There has been really too much time that has past since my last post to cover in much detail. My second year at school turned out to be harder than I expected...I really started to get distracted by the world and just wanted to live life and be at school to enjoy myself and do the things I wanted. Funny thing is that a principle that seems to hold true in our lives is that when we try our hardest to chase down what we think will bring s happiness and satisfaction were left with emptiness and guilt. There were great times of learning but also great times of struggle and failure last year. However in a way it's a necessary part of growth. We cannot just continually learn new things and then move on to the next new discovery in life. Growth takes testing and trying in order to fully develop and mature (Kinda cool that this concept is what I'm preaching on this Sunday at our evening service from James chapter 1). Sometimes in order to take what we know in our head and transfer it to a conviction and principle in our heart we must go through periods of failure and defeat and struggle. As I've mentioned before there is a reason it's called dying to sin. It's a whole lot like dying; it's a painful process and it takes a lot out of you (part of you is dying after all :P). But the more I realise my weaknesses the more God's strength and grace become real to me. Even when I feel like I cannot overcome a certain temptation or sin I can know that my God is powerful enough to keep me and Jesus' sacrifice was enough to forever break the power of sin over my life. Granted we don't live in light of that freedom all the time but that doesn't make it any less true.

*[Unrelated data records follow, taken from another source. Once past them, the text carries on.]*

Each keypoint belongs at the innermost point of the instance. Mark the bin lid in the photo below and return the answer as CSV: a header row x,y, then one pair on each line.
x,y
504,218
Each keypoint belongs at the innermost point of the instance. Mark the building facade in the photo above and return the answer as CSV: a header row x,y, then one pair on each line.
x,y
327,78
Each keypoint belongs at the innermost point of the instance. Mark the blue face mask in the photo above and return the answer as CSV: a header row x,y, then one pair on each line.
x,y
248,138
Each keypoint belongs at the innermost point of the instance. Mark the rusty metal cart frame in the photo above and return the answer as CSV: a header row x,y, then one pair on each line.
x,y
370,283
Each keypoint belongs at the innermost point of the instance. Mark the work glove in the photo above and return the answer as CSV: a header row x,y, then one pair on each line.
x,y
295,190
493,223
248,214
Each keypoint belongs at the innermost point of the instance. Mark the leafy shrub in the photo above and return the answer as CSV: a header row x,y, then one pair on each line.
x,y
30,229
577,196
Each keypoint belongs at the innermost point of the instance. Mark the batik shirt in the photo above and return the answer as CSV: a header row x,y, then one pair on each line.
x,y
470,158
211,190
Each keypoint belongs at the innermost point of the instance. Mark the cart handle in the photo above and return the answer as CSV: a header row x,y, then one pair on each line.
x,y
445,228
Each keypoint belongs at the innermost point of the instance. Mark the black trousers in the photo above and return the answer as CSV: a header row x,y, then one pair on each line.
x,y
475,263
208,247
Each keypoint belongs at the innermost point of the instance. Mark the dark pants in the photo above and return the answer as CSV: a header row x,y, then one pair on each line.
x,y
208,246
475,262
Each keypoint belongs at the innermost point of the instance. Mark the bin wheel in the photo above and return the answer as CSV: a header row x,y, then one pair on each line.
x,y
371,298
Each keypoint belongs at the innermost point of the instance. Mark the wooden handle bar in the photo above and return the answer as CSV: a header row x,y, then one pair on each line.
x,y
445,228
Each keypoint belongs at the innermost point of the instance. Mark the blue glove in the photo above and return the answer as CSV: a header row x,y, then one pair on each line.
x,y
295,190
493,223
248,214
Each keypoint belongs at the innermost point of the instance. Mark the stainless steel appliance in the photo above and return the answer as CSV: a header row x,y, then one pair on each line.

So even though it was a hard year for me last year there were also many incredible opportunities to see God work both around me and through me. In days when I had my focus right there were plenty of opportunities to encourage another, to share something I was learning, or to simply testify of my God and what He is like. I also again had the opportunity to take two weeks at the end of the year and tour with a drama team from the school called SEM (Special Events Ministries). This was an incredible time of seeing God at work and constantly having opportunities to testify about Him and see his power at work in the lives of youth, kids, and adults as well.

Finally to catch up to the school year was my summer served at New Life Camp. Though to give what I learned fair justice will take more time to process and think through camp is always a challenging time that causes me to more clearly see myself as well as my need for God. I certainly learned to trust God more this year in any situation and circumstance and my trust in Him was definitely stretched like it hasn't been before. Perhaps another overall challenge was that I was confronted with the whether I truly care about and love others or not. It's so easy to just appear busy in our culture today and sometimes go the extra mile. If we are busy we receive the applause and the praise of others; but we can so often neglect the actual care and love for others souls. The appearance of love is often easy to fake; the true sacrificial love that God calls us to will certainly cost us much; but how great a reward and joy when we truly learn to love as Christ did. It was a great challenge and it's something I'll be learning for the rest of my life; but I believe it's incredibly vital. After all if we consider what Christ called the greatest commandments "Love the Lord you God with all of your soul, heart, and mind" as well as "love your neighbour as yourself" it shows us the incredible importance of love. Again people know that we are Christians by our love! Such an important thing to learn. Though I could go on I think I'll continue my thoughts later...but maybe I'll just leave with this thought. True and productive growth takes time and it often involves pain and trial. A tree grows over many years and most of the visible growth happens rapidly followed by many months of strengthening and hardening. O the other hand a squash grows in just a few short months...I'd rather be a tree though; how about you?